Thursday, January 12, 2006

Wide

"She's not going to fit on that stretcher," the nurse says. "Where are the other two people?"

"We'll check her out first," I say, "Because this is all we have."

"Suit yourself."

As we continue down the hall, the other nurses and aides look at us -- the two of us and our meager stretcher -- and shake their heads.

"She's over 400 pounds," a nurse says.

I point to the little decal on the stretcher. "This baby's rated for 500 pounds," I say.

"It's not wide enough."

We go in the room. I recognize her. I've done her before. The retired dietician. She might be 400 pounds, but the nurse is right about her width. She's not twice as long as she is wide. No way is she fitting on our stretcher.

She looks up from her bowl of cheerios. "Can you give me a minute to finish eating," she says. (I didn't put a question mark after her statement because there was no question. She was going to finish eating.)

I explain we aren't taking her just this moment because we don't have the big stretcher.

"I must have the big stretcher," she says.

"Yes," I say.

I back out of the room, and go down to the nurse's station and ask to borrow the phone. I call dispatch and request the big stretcher. They say there was nothing in the notes about it. The nursing staff tells me they asked for it. After I hang up, I talk to the secretary who called for it. She says all they wanted to know was how much she weighed and how tall she was. They said she didn't need the big stretcher. I say next time tell them how wide. Make a point of it. Don't take no for an answer.

We wait around for the big ambulance to come, then we help load her, then follow the other ambulance to the hospital, and wait around there while she is examined on the stretcher, and then we follow them back to the nursing home, and help unload her. Total call time 4 hours.

***

We spend the next hour covering a suburban town until their ambulance returns to town.

***

End the day with a nursing home patient with a funny hand sensation for three days and person who slipped AT WORK and hurt her back and can't remember whether or not she was knocked out. We have to wait around for awhile at the hospital while they find a bed, the patient wants to know how much longer it will be. She says she hurt her foot last week at work and was in the ER so long, she just got up and walked out.

***

A number of years ago, one of our ambulances was involved in an MVA and the attendent in the back, went flying forward and banged his head and nearly had his ear cut off. Shortly after, they started putting nets in the back of the ambulance at the end of the bench seat.
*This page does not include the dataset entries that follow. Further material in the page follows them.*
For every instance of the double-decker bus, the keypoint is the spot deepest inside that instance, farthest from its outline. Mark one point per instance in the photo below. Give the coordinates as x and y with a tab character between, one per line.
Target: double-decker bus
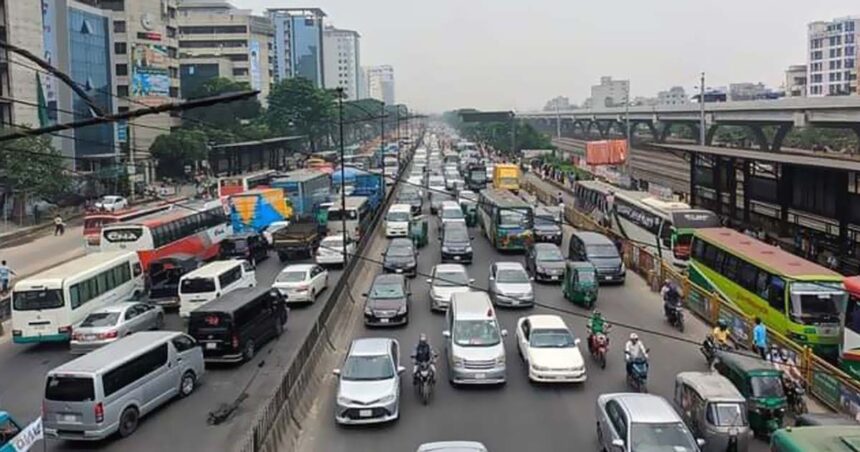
506	219
664	227
187	230
795	297
230	185
95	221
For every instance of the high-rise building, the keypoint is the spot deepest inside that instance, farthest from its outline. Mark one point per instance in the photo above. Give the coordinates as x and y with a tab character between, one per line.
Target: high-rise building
218	40
298	44
342	60
609	93
795	80
380	83
833	61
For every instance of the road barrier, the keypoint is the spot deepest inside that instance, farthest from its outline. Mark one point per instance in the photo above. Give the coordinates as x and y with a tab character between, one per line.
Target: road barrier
826	382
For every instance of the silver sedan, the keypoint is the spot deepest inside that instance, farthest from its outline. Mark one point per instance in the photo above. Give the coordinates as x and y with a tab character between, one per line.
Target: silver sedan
110	323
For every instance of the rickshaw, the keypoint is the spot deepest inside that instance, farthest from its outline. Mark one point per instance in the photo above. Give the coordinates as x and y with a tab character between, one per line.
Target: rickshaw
714	410
418	231
761	383
580	283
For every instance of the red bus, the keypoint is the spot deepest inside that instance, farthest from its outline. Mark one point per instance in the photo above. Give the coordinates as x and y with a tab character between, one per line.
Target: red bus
95	221
230	185
187	230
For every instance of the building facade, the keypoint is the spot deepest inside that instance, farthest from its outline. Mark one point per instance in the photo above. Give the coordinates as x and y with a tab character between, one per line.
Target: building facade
219	40
795	80
609	93
380	83
832	64
298	44
342	59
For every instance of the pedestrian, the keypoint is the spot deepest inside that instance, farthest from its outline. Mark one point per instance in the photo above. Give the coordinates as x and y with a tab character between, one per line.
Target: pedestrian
59	225
760	338
5	275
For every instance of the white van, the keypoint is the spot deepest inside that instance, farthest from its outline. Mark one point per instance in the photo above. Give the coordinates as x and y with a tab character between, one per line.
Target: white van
397	220
213	280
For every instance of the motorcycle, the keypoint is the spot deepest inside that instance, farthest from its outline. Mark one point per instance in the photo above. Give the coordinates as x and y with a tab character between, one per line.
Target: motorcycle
637	374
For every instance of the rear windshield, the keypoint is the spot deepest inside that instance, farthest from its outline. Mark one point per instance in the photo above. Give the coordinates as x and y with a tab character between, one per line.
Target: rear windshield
69	389
197	285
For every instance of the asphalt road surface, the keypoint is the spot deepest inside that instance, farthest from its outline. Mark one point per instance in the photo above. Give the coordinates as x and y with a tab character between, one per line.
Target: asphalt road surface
518	416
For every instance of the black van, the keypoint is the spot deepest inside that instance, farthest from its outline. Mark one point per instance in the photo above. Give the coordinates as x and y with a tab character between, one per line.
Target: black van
601	252
232	327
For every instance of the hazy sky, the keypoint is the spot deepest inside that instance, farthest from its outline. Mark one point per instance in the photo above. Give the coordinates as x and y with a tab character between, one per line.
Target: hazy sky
517	54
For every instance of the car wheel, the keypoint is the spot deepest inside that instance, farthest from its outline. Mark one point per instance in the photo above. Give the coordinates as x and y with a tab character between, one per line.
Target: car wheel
187	384
128	422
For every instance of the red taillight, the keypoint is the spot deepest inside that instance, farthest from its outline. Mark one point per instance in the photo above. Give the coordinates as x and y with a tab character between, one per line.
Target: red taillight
99	411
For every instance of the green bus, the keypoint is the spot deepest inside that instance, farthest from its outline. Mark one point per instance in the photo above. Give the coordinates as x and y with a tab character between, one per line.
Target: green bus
831	438
795	297
506	219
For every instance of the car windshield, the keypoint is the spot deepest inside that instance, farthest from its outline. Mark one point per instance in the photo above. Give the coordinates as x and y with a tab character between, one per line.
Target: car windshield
478	333
602	251
197	285
813	302
725	414
661	437
551	338
512	275
550	254
35	300
387	291
767	386
367	368
292	276
450	279
98	319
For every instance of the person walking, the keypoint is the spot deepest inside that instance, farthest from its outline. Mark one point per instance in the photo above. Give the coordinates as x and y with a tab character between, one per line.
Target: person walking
760	338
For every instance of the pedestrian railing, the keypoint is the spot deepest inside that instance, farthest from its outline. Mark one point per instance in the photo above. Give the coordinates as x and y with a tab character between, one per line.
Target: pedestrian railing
826	382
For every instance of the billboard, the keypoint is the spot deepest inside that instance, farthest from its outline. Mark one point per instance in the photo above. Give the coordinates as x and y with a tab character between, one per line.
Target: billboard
150	78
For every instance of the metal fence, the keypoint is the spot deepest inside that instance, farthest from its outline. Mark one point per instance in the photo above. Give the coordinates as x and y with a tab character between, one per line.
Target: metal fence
827	383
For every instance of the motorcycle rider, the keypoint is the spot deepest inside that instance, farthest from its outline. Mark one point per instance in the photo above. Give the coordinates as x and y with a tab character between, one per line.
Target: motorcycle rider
423	354
634	349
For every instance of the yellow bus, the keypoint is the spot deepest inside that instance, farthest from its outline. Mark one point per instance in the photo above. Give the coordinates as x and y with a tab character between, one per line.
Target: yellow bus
506	176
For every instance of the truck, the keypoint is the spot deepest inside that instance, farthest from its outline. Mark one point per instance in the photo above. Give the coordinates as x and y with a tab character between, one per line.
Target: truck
256	209
307	190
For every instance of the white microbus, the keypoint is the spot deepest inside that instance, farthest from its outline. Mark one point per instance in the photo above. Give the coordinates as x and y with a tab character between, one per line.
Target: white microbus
46	306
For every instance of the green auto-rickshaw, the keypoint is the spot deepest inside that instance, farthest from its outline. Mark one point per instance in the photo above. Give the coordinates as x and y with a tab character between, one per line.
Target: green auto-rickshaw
761	383
580	283
418	231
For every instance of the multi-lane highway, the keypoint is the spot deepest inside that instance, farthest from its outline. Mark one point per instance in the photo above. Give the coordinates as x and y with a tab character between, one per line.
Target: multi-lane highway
518	416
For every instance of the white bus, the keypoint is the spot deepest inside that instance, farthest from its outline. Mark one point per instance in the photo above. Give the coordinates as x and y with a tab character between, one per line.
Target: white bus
46	306
664	227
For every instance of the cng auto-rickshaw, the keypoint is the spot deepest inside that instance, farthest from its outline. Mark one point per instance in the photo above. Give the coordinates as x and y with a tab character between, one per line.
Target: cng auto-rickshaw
714	410
761	383
580	283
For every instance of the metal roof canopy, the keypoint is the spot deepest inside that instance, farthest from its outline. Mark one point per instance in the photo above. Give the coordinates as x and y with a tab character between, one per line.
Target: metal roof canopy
773	157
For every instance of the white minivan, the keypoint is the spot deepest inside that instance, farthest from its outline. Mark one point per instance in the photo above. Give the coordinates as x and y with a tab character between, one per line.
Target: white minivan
397	220
213	280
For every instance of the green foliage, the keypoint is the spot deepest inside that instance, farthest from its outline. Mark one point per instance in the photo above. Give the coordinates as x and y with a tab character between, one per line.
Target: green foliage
31	165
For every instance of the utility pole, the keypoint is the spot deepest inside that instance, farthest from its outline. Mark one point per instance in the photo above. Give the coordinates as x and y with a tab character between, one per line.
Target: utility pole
702	111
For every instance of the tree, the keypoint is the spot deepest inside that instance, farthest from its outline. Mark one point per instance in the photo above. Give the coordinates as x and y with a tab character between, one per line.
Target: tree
177	149
297	106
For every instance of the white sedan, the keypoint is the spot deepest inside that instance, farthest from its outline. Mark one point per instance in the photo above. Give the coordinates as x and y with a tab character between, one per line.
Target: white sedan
549	350
301	282
330	251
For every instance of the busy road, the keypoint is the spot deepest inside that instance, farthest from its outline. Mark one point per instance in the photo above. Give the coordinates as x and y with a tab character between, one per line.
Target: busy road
519	415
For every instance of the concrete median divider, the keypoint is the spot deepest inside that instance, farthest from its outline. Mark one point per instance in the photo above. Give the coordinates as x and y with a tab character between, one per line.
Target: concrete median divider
827	383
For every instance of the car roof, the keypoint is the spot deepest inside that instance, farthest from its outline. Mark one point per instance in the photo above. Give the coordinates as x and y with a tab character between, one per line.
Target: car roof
540	321
643	407
371	346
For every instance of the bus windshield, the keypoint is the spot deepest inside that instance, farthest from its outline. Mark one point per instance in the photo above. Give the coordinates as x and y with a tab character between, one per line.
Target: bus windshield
814	302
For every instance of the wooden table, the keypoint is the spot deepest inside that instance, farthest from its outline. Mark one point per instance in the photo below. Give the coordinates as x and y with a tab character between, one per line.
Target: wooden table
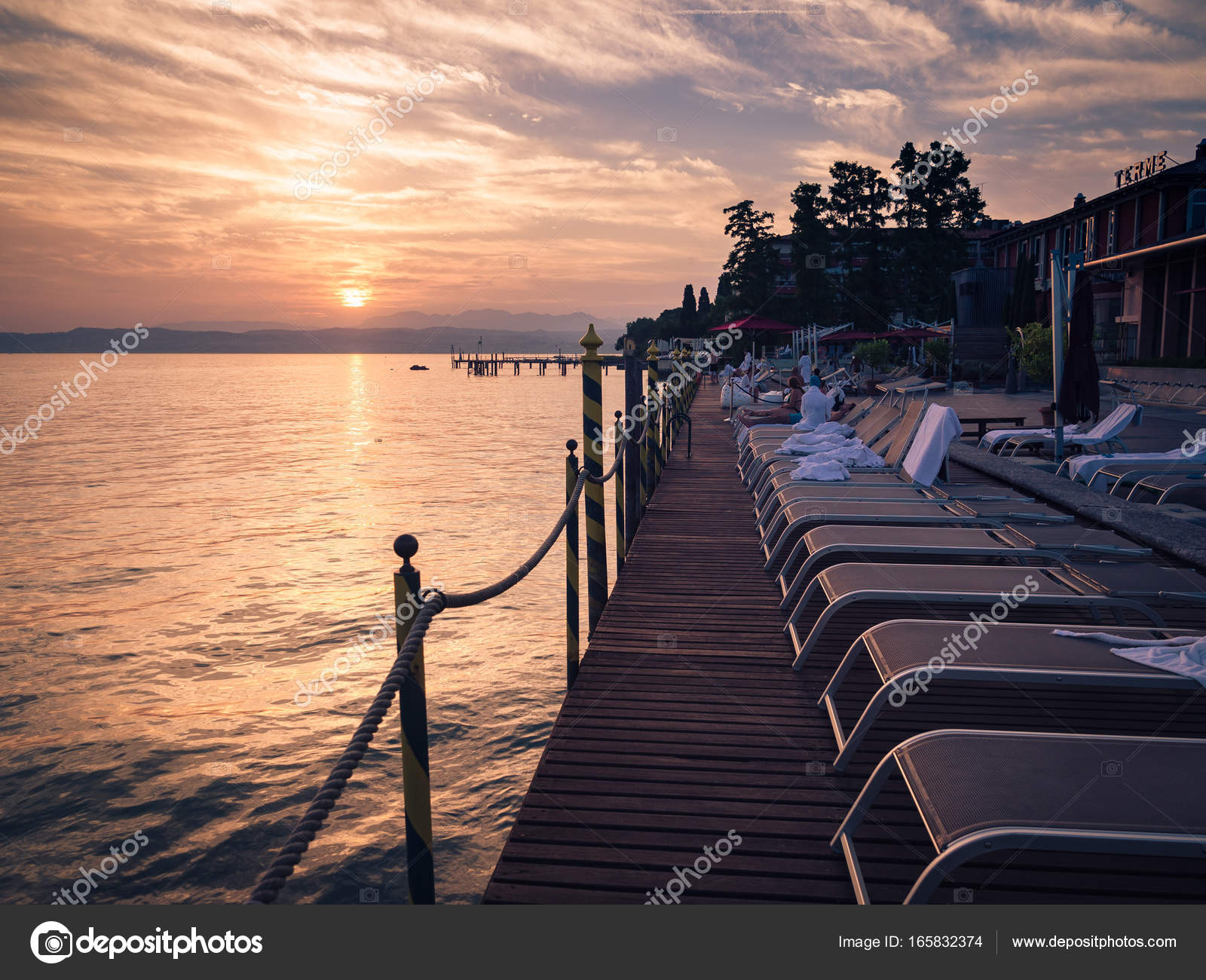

They are sort of a pain when you are getting in the side of the ambulance, or particuarly if you want to toss the monitor which may be on the shelf or on the floor of the side up onto the stretcher. You have to lean in farther to get around the net. Anyway, yesterday I am standing up to get over to the cmed radio. My partner slammed on the breaks and I went flying forward -- right into the net. It absorbed me like an Ozzie Smith baseball glove snaring a fastball. But instead of being out, I was safe.

***
On bit of good news from today. I saw the hospital's EMS coordinator who just came back from the state EMS Medical Committee meeting and he says they approved the Termination guidelines with my "injury incompatible with life" language added. Now if we come upon a freshly deceased patient with "injury incompatible with life" we don't have to start working them prior to calling medical control for permission to stop. "Injury incompatible with life" could include severly displaced brain matter, complete exsanguination or splat injury from 50 story fall. Previously the draft only said decapitation, body transection, incineration to go along with the old dead of rigor with lividity or decomposition.